The penguins’ future is uncertain, but there is some hope the population may begin to recover, with recent fortnightly monitoring of the colony showing late signs of nesting. However, this may be impacted as summer approaches and the penguins undergo their annual moult. During this time, they cannot swim and, therefore, cannot eat for its two-to-three week duration.
“A lot of birds will abandon their nest once they have to go and fatten up (before) their moult,” Dr Clitheroe says.
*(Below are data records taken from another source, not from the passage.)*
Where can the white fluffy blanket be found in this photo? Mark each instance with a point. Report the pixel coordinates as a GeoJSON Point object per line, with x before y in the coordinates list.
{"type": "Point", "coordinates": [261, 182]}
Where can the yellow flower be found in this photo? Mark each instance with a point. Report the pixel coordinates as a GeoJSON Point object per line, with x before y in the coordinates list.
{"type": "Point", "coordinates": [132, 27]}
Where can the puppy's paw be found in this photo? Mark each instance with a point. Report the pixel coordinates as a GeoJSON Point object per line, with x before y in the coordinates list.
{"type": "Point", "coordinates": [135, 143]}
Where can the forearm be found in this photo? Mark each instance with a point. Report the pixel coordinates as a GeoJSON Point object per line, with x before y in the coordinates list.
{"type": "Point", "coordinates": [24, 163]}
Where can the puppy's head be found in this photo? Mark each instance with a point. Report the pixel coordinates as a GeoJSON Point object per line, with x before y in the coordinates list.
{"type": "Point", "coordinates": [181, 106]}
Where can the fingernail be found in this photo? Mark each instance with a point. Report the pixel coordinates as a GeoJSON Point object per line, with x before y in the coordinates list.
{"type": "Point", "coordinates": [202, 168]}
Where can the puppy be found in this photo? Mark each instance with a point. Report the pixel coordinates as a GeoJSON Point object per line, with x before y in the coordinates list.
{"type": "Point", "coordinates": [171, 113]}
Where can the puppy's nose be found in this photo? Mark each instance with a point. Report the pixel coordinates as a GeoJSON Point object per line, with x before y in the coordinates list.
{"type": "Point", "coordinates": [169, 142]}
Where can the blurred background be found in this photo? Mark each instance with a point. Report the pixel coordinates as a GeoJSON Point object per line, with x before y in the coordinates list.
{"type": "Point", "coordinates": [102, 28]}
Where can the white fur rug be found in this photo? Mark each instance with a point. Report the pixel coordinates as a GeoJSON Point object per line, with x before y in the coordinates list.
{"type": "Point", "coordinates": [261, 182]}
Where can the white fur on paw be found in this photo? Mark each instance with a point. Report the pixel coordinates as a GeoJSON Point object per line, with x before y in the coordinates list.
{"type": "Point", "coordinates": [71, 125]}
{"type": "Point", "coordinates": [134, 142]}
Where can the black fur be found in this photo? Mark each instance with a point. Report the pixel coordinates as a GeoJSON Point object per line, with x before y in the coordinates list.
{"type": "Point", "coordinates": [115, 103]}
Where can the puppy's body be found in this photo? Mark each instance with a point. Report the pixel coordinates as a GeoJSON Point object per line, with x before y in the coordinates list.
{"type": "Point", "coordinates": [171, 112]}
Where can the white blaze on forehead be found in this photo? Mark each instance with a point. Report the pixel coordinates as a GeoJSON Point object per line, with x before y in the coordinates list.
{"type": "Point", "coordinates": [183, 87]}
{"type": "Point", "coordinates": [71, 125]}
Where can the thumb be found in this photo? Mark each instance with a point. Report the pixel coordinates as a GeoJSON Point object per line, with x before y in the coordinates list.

Meanwhile, Ms Evans says it will be a “race against time” for the penguins to raise their chicks before they start moulting. An additional pressure will be nest temperatures increasing as the weather heats up.
“The chicks are going to be using a lot of energy thermoregulating,” Dr Clitheroe says. “And if the chicks are using all their energy to try and keep cool in the nest, that means they’re less likely to reach that critical weight that they need to fledge (losing downy feathers and growing waterproof ones) successfully.”